Ben hizo una pausa y evitó mirarla a los ojos.
—¿Qué? —dijo ella.
—No quiero seguir con esto.
Ella pestañeó.
—¿Con qué?
—Me retiro.
—Creía que ya estabas retirado.
—Quiero decir que voy a dejar de hacer lo que hago.
Leigh se reclinó sobre el respaldo de su silla.
—¿Y eso?
—No quiero hacerlo más.
—¿Y eso? —repitió. Él levantó la cabeza y la miró a los ojos.
—Por ti.
—¿Por mí?
—Quiero tener una vida, Leigh. Perdí muchas cosas cuando me alejé de ti. Lo siento. Tenía que haber escuchado a Oliver. Deberíamos habernos casado cuando tú todavía querías. Fui un estúpido.
Ella no respondió.
—Cuando me dijeron que habías muerto, me di cuenta de algo. Me di cuenta de lo mucho que te sigo queriendo. Y de que nunca he dejado de hacerlo. —Extendió la mano sobre la mesa y tocó la suya—. ¿Me das una segunda oportunidad?
Ella lo miraba sin decir una palabra.
—No quiero volver a separarme de ti —dijo con sinceridad—. ¿Hay un hueco para mí en tu vida?
Leigh seguía muda.
—Me gustaría casarme contigo, Leigh. ¿Qué te parece?
—Estoy alucinada.
Él le soltó la mano y disimuló su nerviosismo jugueteando con la copa.

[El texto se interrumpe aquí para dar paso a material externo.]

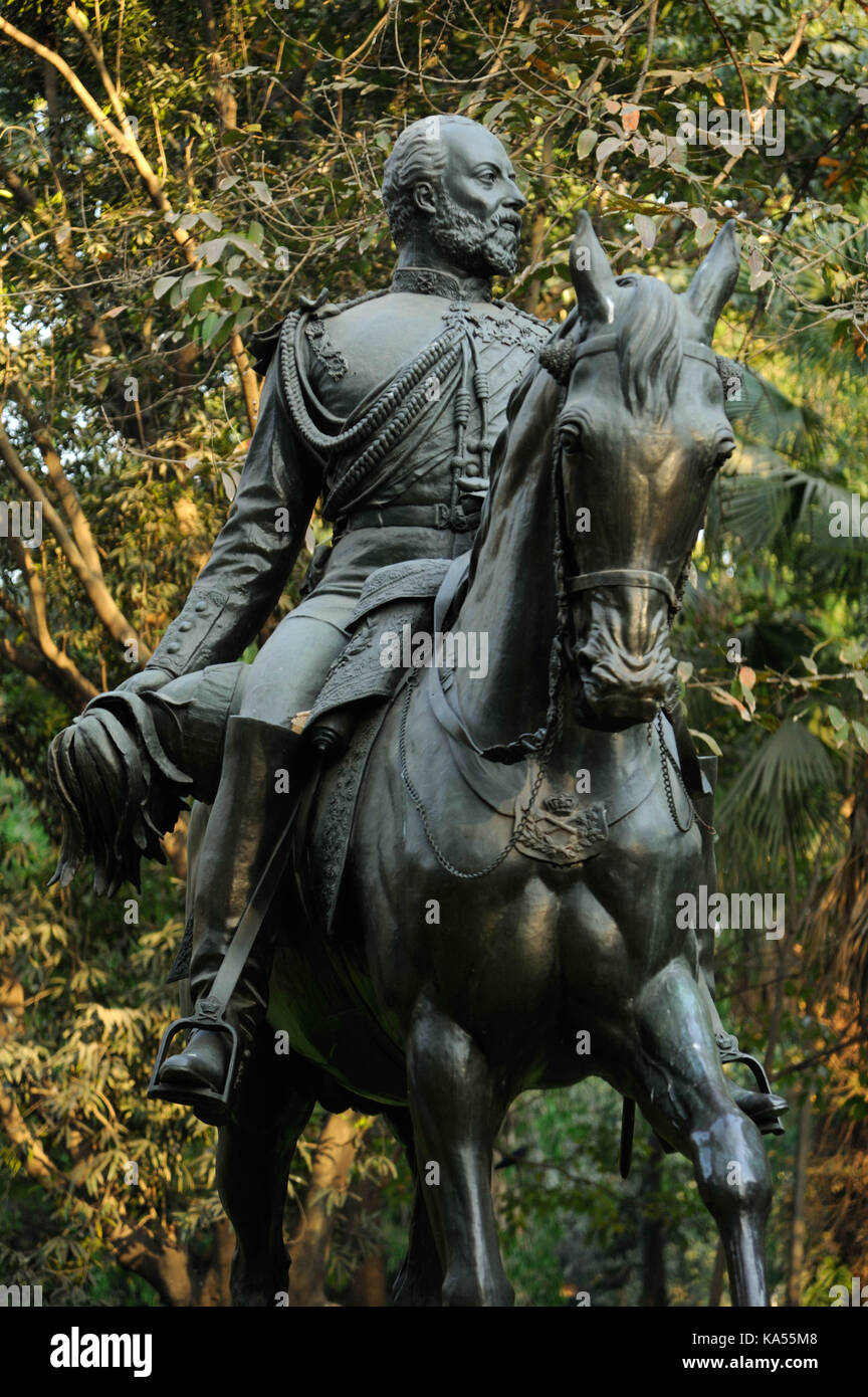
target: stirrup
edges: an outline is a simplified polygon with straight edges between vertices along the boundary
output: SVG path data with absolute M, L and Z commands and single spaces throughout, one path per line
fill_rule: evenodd
M 218 1126 L 222 1125 L 232 1105 L 232 1098 L 234 1097 L 236 1087 L 236 1067 L 240 1055 L 240 1039 L 239 1031 L 234 1024 L 227 1023 L 222 1014 L 211 1007 L 208 999 L 204 999 L 201 1004 L 197 1004 L 195 1011 L 188 1014 L 186 1018 L 176 1018 L 163 1034 L 160 1045 L 156 1053 L 156 1062 L 154 1063 L 154 1071 L 151 1073 L 151 1083 L 148 1085 L 148 1099 L 149 1101 L 174 1101 L 183 1106 L 193 1106 L 200 1120 L 207 1122 L 207 1125 Z M 204 1028 L 208 1032 L 227 1034 L 232 1048 L 229 1053 L 229 1067 L 226 1069 L 226 1078 L 222 1091 L 215 1091 L 214 1087 L 180 1087 L 170 1083 L 160 1083 L 159 1074 L 163 1069 L 163 1063 L 169 1056 L 169 1048 L 174 1039 L 188 1030 L 194 1032 L 197 1028 Z
M 772 1091 L 772 1083 L 769 1081 L 766 1069 L 759 1062 L 759 1058 L 754 1058 L 749 1052 L 741 1052 L 735 1034 L 727 1034 L 727 1032 L 714 1034 L 714 1042 L 717 1044 L 721 1066 L 727 1062 L 744 1062 L 745 1066 L 749 1067 L 751 1071 L 754 1073 L 754 1081 L 756 1083 L 756 1090 L 761 1091 L 765 1097 L 775 1095 L 775 1092 Z M 784 1126 L 780 1120 L 780 1116 L 772 1109 L 769 1109 L 768 1129 L 763 1130 L 763 1134 L 783 1134 L 783 1133 L 784 1133 Z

—No tienes que responder ahora.
—¿Me lo estás preguntando en serio? —dijo ella.
—Sí, te lo estoy preguntando en serio.
—Yo viajo mucho —dijo—, y mi trabajo es muy importante para mí. No es fácil vivir conmigo.
—Creo que puedo acostumbrarme a eso.
—¿Y qué hay de tu casa en Irlanda?
—La venderé —dijo sin dudarlo.
—¿Te vendrías a vivir conmigo a Mónaco?
—Francia me gusta —dijo él—. Me gusta el vino y la comida. Además, tengo una casa en París, así que Francia no supone un problema para mí.
—Pero te aburrirás sin nada que hacer.
—Encontraré cosas que hacer —dijo él—. Mejor dicho, ya sé lo que haré.
—Y odias la ópera.
Él hizo una pausa.
—Ahí me has pillado —dijo—. Tienes razón, odio la ópera. Especialmente, la ópera alemana y, muy especialmente, a Mozart.
Ella se echó a reír y, luego, se quedó callada mirándolo con profundidad.
—Quince años —dijo—. Ha pasado mucho tiempo desde que lo dejamos. Mucho tiempo para ponerse al día. Los dos hemos cambiado.
—Lo sé —dijo él—. Pero me gustaría intentarlo. ¿Lo pensarás?